Cada vez con mayor frecuencia podemos contemplar cómo nuestros niños, adolescentes y jóvenes parecen desmotivados, carente de iniciativas, sin creatividad… Esta sensación de conformismo y mediocridad es también un obstáculo para el buen discernimiento. Sin embargo, lo más asombroso de todo es que un planteamiento vocacional explícito es la solución a este problema, de ahí las palabras del Papa: “cuando uno descubre que Dios lo llama a algo, que está hecho para eso (…) entonces será capaz de hacer brotar sus mejores capacidades de sacrificio, de generosidad y de entrega. Saber que uno no hace las cosas porque sí, sino con un significado, como respuesta a una llamada que resuena en lo más hondo de su ser para aportar algo a los demás, hace que esas tareas le den al propio corazón un experiencia especial de plenitud” (Francisco. Exhortación Apostólica Christus Vivit, 273). Si queréis alejar de vuestros hijos estos sentimientos de conformismo y mediocridad, que tanto daño hacen a su vida espiritual, no tenemos más opciones que poner ante sus ojos la pregunta vocacional. Por eso, en el mes de marzo citábamos a nuestro arzobispo emérito D. Braulio para afirmar con él que la iniciación cristiana queda incompleta si no lleva a la pregunta: “Señor, ¿qué quieres de mí? ¿qué lugar deseas que ocupe en la Iglesia?” (cfr. Directorio Diocesano para la Iniciación Cristiana, 147). Y es que, como nos recordaban las palabras de san Luis Martín, resulta realmente triste, para los que tenemos fe, ver a tantos jóvenes que viven “sin pena ni gloria y sin preocuparse por lo que les espera…” (Carta de San Luis Martín a uno de sus amigos de juventud, el Sr. Nogrix. Año 1883) 

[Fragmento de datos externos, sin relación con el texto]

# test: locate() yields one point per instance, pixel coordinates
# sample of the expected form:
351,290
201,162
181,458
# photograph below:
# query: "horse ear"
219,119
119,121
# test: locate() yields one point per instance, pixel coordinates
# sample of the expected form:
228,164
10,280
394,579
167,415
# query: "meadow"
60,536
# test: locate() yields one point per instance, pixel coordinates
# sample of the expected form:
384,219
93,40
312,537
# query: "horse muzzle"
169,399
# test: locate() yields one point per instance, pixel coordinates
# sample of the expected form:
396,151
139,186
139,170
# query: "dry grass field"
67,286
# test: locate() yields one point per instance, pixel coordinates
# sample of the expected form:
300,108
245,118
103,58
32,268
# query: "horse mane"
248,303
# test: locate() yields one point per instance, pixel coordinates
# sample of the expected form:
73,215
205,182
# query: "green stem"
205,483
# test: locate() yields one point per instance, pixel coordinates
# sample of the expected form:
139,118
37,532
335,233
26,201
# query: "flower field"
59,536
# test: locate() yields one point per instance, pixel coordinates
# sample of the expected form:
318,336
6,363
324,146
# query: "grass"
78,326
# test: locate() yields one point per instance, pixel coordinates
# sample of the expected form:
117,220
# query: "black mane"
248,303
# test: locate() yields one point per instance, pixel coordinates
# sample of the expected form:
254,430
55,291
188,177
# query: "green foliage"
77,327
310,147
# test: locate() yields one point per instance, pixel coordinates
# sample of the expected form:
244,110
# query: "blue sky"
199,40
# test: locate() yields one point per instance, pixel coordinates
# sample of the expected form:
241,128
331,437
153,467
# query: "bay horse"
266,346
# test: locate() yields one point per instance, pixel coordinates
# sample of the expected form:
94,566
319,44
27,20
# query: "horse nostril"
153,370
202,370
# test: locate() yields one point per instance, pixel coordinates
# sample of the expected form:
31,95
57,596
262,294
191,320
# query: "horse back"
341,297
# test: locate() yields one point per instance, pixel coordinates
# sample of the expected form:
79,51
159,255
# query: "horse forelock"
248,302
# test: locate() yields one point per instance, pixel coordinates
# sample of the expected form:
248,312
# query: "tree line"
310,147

Falsa precaución, “no estoy seguro”

Por último, siempre está presente el peligro de que las dudas acerca de nuestras fuerzas y capacidades, a las que se añade el miedo a la dificultad, al fracaso o a no ser feliz, ahoguen la llamada que Dios ha puesto en nuestro corazón. Este peligro no está únicamente presente en el discernimiento, sino que nos acompaña en nuestro día a día, pues estas dudas son consecuencia de nuestra frágil condición humana. Pero la solución es bien sencilla: salir de nosotros mismos, no aislarnos en nuestras dudas y miedos, sino en acudir y confiar en Cristo, que es el único capaz de dar calma a las olas y tempestades que nos circundan. La clave está en confiar en Cristo. Él es Dios y, por tanto, es capaz de hacer posible lo imposible, de mostrar su fuerza en nuestra debilidad, porque “cuando el Señor suscita una vocación no solo piensa en lo que eres, sino en todo lo que junto a Él y a los demás podrás llegar a ser” (Francisco. Exhortación Apostólica Christus Vivit, 289). Si esto es así, ¿tiene sentido dejarse llevar por las dudas y el miedo? Forman parte del discernimiento, pero hay que seguir más allá, y en este camino de discernimiento es clave la compañía, el consejo, el ánimo. El Papa nos advierte de que hoy día “es muy difícil luchar contra la propia concupiscencia y contra las asechanzas y tentaciones del demonio y del mundo egoísta si estamos aislados” (Francisco. Exhortación Apostólica Christus Vivit, 110). Por eso, aunque no podemos nunca olvidar las ayudas que la Iglesia pone al servicio de vuestros hijos para que no se sientan solos en este camino – tales como el director espiritual, y por supuesto, el Seminario Menor – también vosotros, padres, debéis acompañarlos. De ahí que, en el mes de abril, os diésemos algunas claves para ayudar a descubrir indicios de vocación, y, en mayo, os invitáramos a cultivar en vuestros hijos la prudencia hasta sus últimas consecuencias: la intimación, para que puedan decir como santa Teresita: “he hecho absolutamente todo lo que estaba en mis manos para responder a lo que Dios me pedía” (Historia de un alma)

Esperamos que estas reflexiones os hayan dado luz para comprender cada vez mejor vuestra misión y os haya animado a poneros manos a la obra para que vuestros hijos estén prevenidos de estos y otros muchos peligros en su seguimiento de Cristo, y puedan ser capaces de dar una respuesta libre y generosa al plan de Dios.